The “Existence of xyz” meters we store in our samples database represents a significant portion of the data we store. These meters however offer no useful measurement value and it’s true value is to capture the state of the resource at a given time – a value that is also available in the meters generated alongside the existence meters. Additionally, the volume=1 value is very confusing to consumers of data as for a while, Horizon used that value as the total number of values and often users would wonder why there was always 1 record of an instance, network, port, etc…

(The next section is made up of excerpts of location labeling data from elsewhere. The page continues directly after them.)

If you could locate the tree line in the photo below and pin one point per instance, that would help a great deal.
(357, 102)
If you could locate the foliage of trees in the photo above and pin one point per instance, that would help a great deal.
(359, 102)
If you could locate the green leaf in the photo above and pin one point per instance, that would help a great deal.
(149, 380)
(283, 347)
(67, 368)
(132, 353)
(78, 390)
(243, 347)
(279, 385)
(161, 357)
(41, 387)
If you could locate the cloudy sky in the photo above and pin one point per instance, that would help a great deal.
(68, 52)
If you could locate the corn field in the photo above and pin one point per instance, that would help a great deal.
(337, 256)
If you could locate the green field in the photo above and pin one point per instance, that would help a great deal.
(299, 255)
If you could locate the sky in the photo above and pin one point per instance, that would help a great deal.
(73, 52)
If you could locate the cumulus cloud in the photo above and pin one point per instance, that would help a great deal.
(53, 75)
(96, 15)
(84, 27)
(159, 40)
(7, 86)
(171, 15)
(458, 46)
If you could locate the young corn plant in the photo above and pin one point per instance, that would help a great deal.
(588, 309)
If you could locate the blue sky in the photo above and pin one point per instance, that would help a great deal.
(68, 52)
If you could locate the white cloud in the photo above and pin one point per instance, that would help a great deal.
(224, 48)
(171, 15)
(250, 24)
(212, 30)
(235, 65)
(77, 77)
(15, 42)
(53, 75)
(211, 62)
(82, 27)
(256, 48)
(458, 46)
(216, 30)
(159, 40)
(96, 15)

As we move to a more time-series focused storage for samples, the “volume=1” meters we collect has not just an impact on storage size, but also the overhead of rolling up and computing statistics on something as trivial and meaningless as the constant 1. Additionally, the rollup of samples will diminish the value of said meters as valid auditable datapoints.

At a high-level, Samples are the children of Events. Samples are a derived subset of an Event. Because of that, the Samples we create should capture an explicit datapoint of interest from an Event and not just be a shadow of an Event.

Proposed change

The “Existence of xyz” and “volume=1” meters can be better represented as what they really are: Events. The core event functionality was implemented in previous cycles and should be expanded to better cover these non-measurement meters.

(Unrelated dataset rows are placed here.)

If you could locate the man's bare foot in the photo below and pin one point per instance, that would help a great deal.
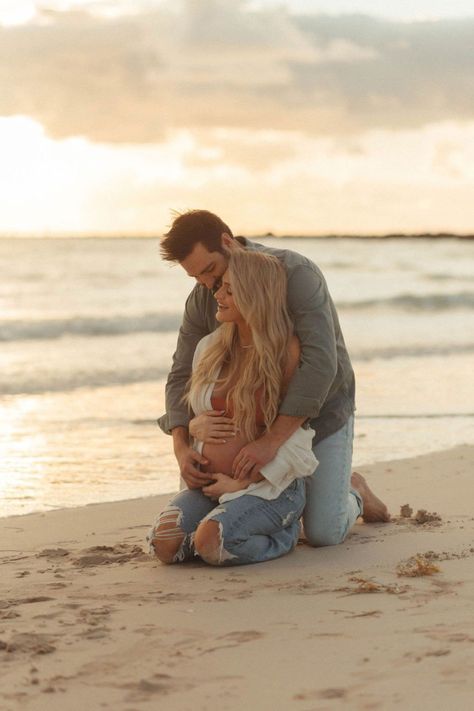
(374, 510)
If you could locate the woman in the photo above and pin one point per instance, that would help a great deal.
(242, 368)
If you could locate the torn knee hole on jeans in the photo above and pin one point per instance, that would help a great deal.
(212, 550)
(167, 527)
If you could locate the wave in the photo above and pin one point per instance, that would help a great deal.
(48, 329)
(54, 383)
(413, 351)
(415, 302)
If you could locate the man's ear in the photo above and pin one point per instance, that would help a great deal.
(227, 241)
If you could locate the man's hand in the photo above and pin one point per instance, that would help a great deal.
(253, 457)
(189, 460)
(212, 427)
(224, 484)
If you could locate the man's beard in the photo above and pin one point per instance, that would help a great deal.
(218, 282)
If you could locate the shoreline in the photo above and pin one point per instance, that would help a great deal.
(87, 618)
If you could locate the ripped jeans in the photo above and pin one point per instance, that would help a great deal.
(251, 529)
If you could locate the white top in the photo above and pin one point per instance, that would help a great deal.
(293, 460)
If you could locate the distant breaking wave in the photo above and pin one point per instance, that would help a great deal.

This will offer better querying of data in Events, less storage of data in general, and less confusion as to what the volume attribute in a sample represents.

The proposed solution is to:

1. Mark 'volume=1' meters as available as Events in the documentation and
   add them to the event_definitions file. The vast majority of them are
   created from notifications so no work needs to be done aside from adding
   them to event_defintion. **COMPLETED IN KILO**
2. Change default pipeline to not enable these meters. NOTE: this does not
   affect existing solutions nor will it break anything. An option was added
   in Kilo to enable/disable meters. **COMPLETED IN KILO**
3. Some meters such as network related meters (LBaaS, VPNaaS, SDN,
   etc...) come from pollsters. We will need to convert these pollsters to
   republish information as events.  An example would be health check polls
   made for network meters[5]. Instead of creating a sample, it would create
   an event.
4. Henceforth, Samples will be measurements which can be aggregated and
   rolled up in meaningful ways (within gnocchi). Events will be the raw
   base that Samples come from and they should be stored accordingly. Both
   are time series driven data.

A rough list of meters to be dropped can be found at the correspond bug[1].

Alternatives

None. We could leave step 3 as optional as they are essentially healthcheck or existence events. We can also support a tool to migrate ‘non-metric’ meters to events but this is arguably not important.

Data model impact

None. Events already exist. This may have a side dependency on adding alarming on Events to maintain feature parity.

REST API impact

None. we may want to expand Events but nothing is directly impacted here.

Security impact

Audit data. This is an issue that already exists and will just be migrated from Samples to Events. It should be possible to add a tag to the event_definition file to mark data as audit. It is technically possible to redirect audit data to a separate db using event pipeline[4]

Pipeline impact

None.

Other end user impact

Users STILL have the option to keep these meters but we should advocate they use Events instead. As of Liberty, these meters will be disabled by default and remove completely as of M*. This has been documented in docs already.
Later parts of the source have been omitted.